401 Richmond is a renovated industrial building that is now an arts and culture hub; it includes many little galleries. The building was built in stages between 1899 and 1923 for the Macdonald Manufacturing Company who made lithographed tinware such as biscuit tins and containers for tea and tobacco.
Many of the galleries are participating in the CONTACT Photography Festival and what follows is a selection of what is on display at the moment. A few non-photography installations have snuck in as well.
One of the galleries is the Red Head Gallery. Their exhibit, titled ‘Pentimento’, is a collection of work by some of their members. From their website: “The work presented is a diverse commentary on the idea of photography and the definition, role & relevance of the photograph, both directly & indirectly, in the act of image and object making.”
below: ‘Untitled’ by Tonia Di Risio. The photos have been printed on vinyl and then stuck to the gallery wall.
below: “Still Life with Paper’ by Jim Bourke
below: ‘Process’ by Sally Thurlow is 6 photographs of a demolition and renovation of a house (prompted by a rotting roof) and the upheaval that that causes. Each little frame is made from something from the job site including Tims cups and yellow caution tape.
The word pentimento means “a visible trace of earlier painting beneath a layer or layers of paint on a canvas.” The last blog post dealt with palimpsest which is erased text that becomes visible and it seems to me that pentimento is very similar, but with pictures not words, paint not ink.
***
Urbanspace Gallery, “Further Along the Road”, an exhibit of photos taken on Dupont Street in Toronto, by Eliot Wright.

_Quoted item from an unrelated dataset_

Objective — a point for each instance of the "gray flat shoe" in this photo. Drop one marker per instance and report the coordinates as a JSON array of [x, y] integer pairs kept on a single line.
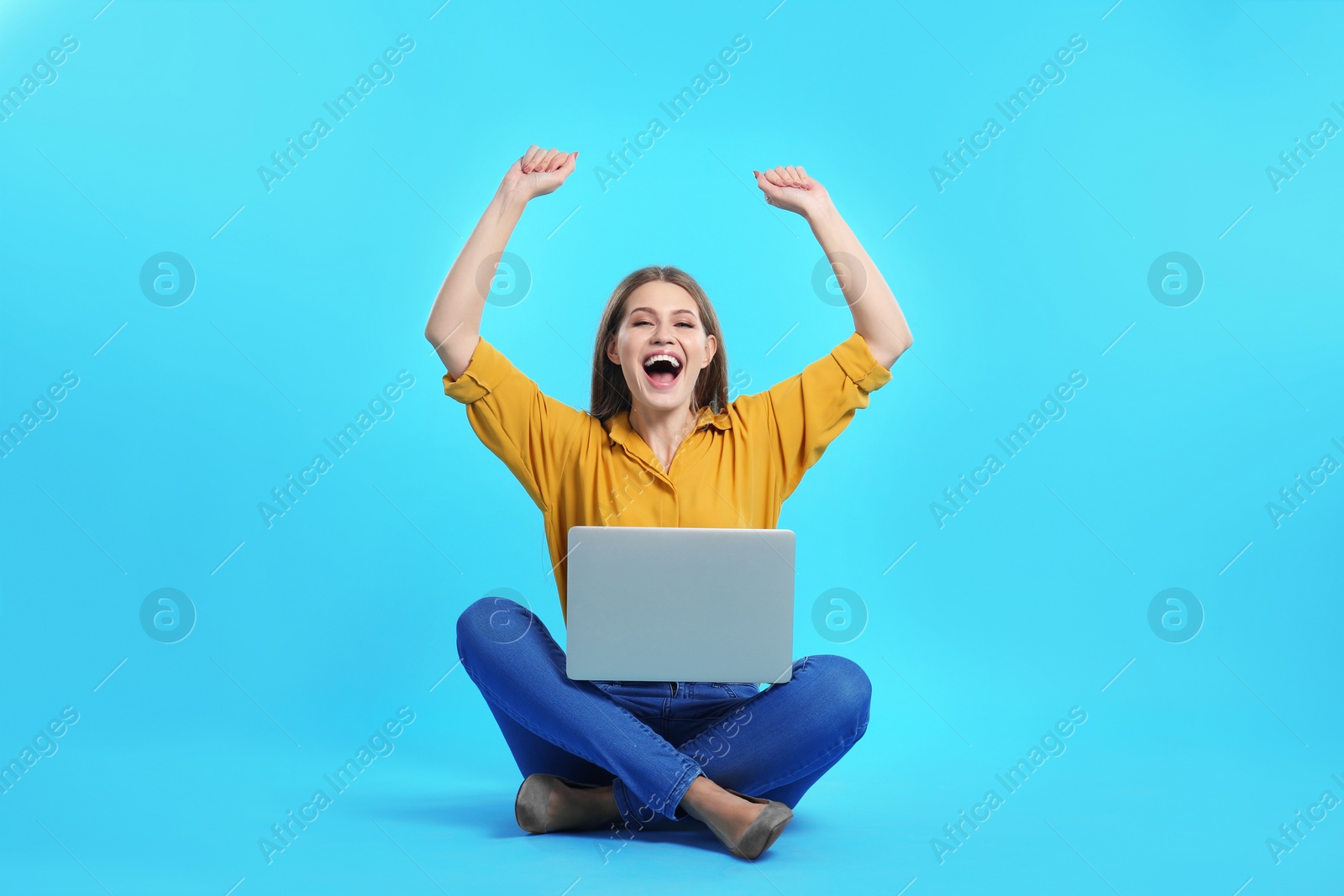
[[531, 806], [764, 831]]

below: Left: 1220 Dundas St looking west. Right: 1072 Dundas Street West. Both photos were taken in July 2016
below: Left: CP railline, west of Shaw. Right top: Creeds coffee bar, 390 Dupont St., taken from the CP tracks, July 2016. Right bottom: CP rail line west of Dufferin, August 2016
***
below: Laura Shintani, Bodywashi! at Tangled Art Gallery
It’s like a car wash for people although no water is involved. Strips of translucent plastic (shower curtain material?) hang from the ceiling. After walking through the plastic you encounter the scene below.
***
Gallery 44, “Developing Historical Narratives”

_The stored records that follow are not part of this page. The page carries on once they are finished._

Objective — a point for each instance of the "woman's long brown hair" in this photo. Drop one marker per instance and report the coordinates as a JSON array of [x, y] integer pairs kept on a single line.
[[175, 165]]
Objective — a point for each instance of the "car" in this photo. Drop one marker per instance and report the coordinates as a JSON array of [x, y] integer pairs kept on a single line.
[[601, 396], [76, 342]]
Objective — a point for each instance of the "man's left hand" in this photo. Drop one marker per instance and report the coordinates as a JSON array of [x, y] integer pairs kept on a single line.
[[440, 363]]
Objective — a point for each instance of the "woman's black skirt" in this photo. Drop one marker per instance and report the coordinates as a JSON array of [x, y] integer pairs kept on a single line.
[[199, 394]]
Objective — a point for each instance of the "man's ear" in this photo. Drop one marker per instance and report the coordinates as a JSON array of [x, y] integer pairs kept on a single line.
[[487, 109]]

below: One of the images in ‘Petro Suburbs’, a series of black and white images by Hajra Waheed, also Gallery 44. The subject matter is based on old aerial photos of Dhahran Saudi Arabia, a town that the artist grew up in. It was also a gated town built for Saudi ARAMCO (Arabian American Oil Company). Dhahran was protected by airbases, both US & Saudi, as well as by the CIA and such. Access and privacy were strictly controlled and photography and filming were not allowed.
below: Untitled cyanotypes by Sarah Comfort, part of a series called “More Than This”.
***
below: An image by Shelley Wildeman, superimposed people in the hallway.
***
below: Two pieces by Florence Yee, who introduces herself on her website as: “Florence Cing-Gaai Yee is a queer Cantonese visual artist based in Tkaronto/Toronto and Tiohtià:ke/Montreal. These hang in the Space Gallery which are windows in the hallway on the ground floor at 401 Richmond.
***
The last of the 401 Richmond galleries that I explored this past week is the Abbozzo Gallery where Patty Maher’s exhibit “The Sky as my Witness ” is now being shown.
below: “The Quiet Storm”
below: “Parallel Universe”. Because we are all just dots in the universe. The same but different.
below: “Land Line”.
The above photo is from a series called ‘The Liminal Field’. On her website, Maher describes the series thusly: “This staged self portrait series is an exploration of the state of liminality that occurs in midlife. It is an attempt to symbolically describe the transformation that needs to take place when moving from youth to the second half of life. The field depicted here is a construct and does not exist in real space. It has been constructed to indicate a place that is both personal an intangible. Each photo symbolically depicts an internal struggle that is necessarily part of this transition.”
As you can see, there is a a wide selection of images and ideas lurking in the galleries at 401 Richmond. Most exhibits change over every month or so – so there is always something to see.